I read a study about wind turbines being potentially useable to blunt hurricane force winds, and reduce their power.
So that got me to thinking about how wind fits into the energy flows of the earth.
(bear with me, this is nowhere near anything I know about)
So, global warming increases the energy in the system, right? Potentially causing more hurricanes and major weather effects.

So, would a massive deployment of wind turbines take energy out of the system, and maybe start to reduce the impact of global warming?
I haven't seen a study suggesting it, and maybe the numbers are just too small?
posted by Just this guy, y'know at 4:19 AM on July 29, 2016


Ten years. OK. And then another ten to deploy? By then we will have a largely low carbon electric grid using existing technologies. That's not to say we shouldn't pursue fusion, but if you're looking to switch off fossil fuels, we have the tools, we just need the will.

"We" for any reasonable value of "we" are not remotely on track to have a largely low carbon electricity grid in twenty years nice though that might be.

I don't think it makes much long term sense to count on large-scale, centralized power systems.

Why not? Almost everything else humanity has done is cheaper and easier when done that way. Do you think power production is different or are you expressing an aesthetic preference?
posted by atrazine at 5:34 AM on July 29, 2016 [1 favorite]


So, would a massive deployment of wind turbines take energy out of the system, and maybe start to reduce the impact of global warming?

Wind turbines don't really add or remove energy from the atmosphere, they just convert relatively organized kinetic energy (wind) into less unorganized kinetic energy (heat). The overall amount of energy in the atmosphere remains unchanged, since the input (the sun) and output (radiation into space) aren't affected. The only thing that's being changed is the path that energy takes as it moves through the system.
posted by dephlogisticated at 8:28 AM on July 29, 2016


I'd love to hear updates on some of the fusion projects already underway, for example there is one in Burnaby, BC (basically Vancouver. If Vancouver were Toronto it would have eaten it in the 90s.) that I'd love an update on. But existing projects aren't sexy: New theories are.
posted by Canageek at 9:42 AM on July 29, 2016


Almost everything else humanity has done is cheaper and easier when done that way.

On the contary. Almost everything else humanity has done is cheaper and easier when mass-produced.

In mass production's corner we have the most expensive distributed generation option: rooftop solar photovoltaic. According to Solar Choice, as of May 2016 the average price of a fully installed 10kW solar system in Australia is around AU$1.42 per watt. That's about US$1/watt of peak capacity, or under US$8/watt of real-world performance on a roof in cold and rainy Hobart; less elsewhere.

In concentrated centralized generation's corner we have the Hinkley Point C nuclear power station, originally estimated to cost £18B but now heading for at least £30B, roughly US$40B. Its peak output rating is 3.2GW. Even if it were to run permanently flat-out with zero downtime, that already works out to over $12/watt. Fuel, maintenance, security and eventual decommissioning could easily push that to over $20/watt over the life of the project.

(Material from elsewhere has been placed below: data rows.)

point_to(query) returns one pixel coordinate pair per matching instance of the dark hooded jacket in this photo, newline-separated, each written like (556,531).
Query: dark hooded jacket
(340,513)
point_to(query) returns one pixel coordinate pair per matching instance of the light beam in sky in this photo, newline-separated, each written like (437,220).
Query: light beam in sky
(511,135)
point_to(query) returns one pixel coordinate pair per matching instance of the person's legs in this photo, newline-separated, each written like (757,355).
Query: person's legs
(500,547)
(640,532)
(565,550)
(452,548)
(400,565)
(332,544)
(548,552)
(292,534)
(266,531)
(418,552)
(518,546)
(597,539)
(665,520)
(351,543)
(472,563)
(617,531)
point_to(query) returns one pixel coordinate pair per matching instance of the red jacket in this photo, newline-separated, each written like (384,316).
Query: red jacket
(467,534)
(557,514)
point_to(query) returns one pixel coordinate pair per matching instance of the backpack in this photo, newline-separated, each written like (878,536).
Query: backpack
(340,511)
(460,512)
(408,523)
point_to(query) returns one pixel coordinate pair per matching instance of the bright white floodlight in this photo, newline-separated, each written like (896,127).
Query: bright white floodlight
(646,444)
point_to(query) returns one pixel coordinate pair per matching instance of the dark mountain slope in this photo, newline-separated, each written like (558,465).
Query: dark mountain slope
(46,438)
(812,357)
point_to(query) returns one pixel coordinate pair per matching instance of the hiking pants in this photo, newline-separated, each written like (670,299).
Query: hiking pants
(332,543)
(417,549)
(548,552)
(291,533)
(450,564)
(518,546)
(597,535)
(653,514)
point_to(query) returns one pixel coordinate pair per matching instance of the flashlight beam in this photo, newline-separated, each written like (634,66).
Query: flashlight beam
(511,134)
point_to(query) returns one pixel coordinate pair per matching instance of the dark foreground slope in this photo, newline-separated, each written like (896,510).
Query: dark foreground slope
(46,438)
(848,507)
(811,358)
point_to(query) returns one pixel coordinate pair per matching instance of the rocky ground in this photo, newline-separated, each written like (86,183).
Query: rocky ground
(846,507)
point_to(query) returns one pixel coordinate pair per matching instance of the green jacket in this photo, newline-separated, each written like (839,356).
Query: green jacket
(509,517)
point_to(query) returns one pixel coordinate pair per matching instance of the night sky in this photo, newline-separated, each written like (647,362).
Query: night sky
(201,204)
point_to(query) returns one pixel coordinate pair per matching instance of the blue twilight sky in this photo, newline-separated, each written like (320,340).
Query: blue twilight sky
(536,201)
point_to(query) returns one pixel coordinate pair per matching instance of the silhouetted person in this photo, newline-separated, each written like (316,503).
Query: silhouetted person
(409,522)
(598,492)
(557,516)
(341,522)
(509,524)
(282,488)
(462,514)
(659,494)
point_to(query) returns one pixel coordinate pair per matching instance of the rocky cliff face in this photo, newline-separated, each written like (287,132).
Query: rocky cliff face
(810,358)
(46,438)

Solar PV costs less each year as Chinese production rates ramp up. Like all distributed systems, it fails soft; there is no chance that a burnt-out pump bearing or crashed airliner might suddenly remove 3.2GW from the grid. Weather forecasting also makes its output nicely predictable.

It seems likely to me that even quite expensive silicon is going to be costing less per installed watt than fusion well before fusion generators are technically viable, let alone on offer commercially.
posted by flabdablet at 10:01 AM on July 29, 2016 [3 favorites]


a fully installed 10kW solar system in Australia is around AU$1.42 per watt [peak].

Did that not strike you as an implausibly low price? Like maybe you're not getting the whole story? The government there contributes anywhere from $3000 to $10000 for a 10kW system, depending on your postcode and the state of some kind of market-like mechanism I don't understand. That is not counted in the price you saw.

Be skeptical of claims about energy, people, even if it's a technology you really really like.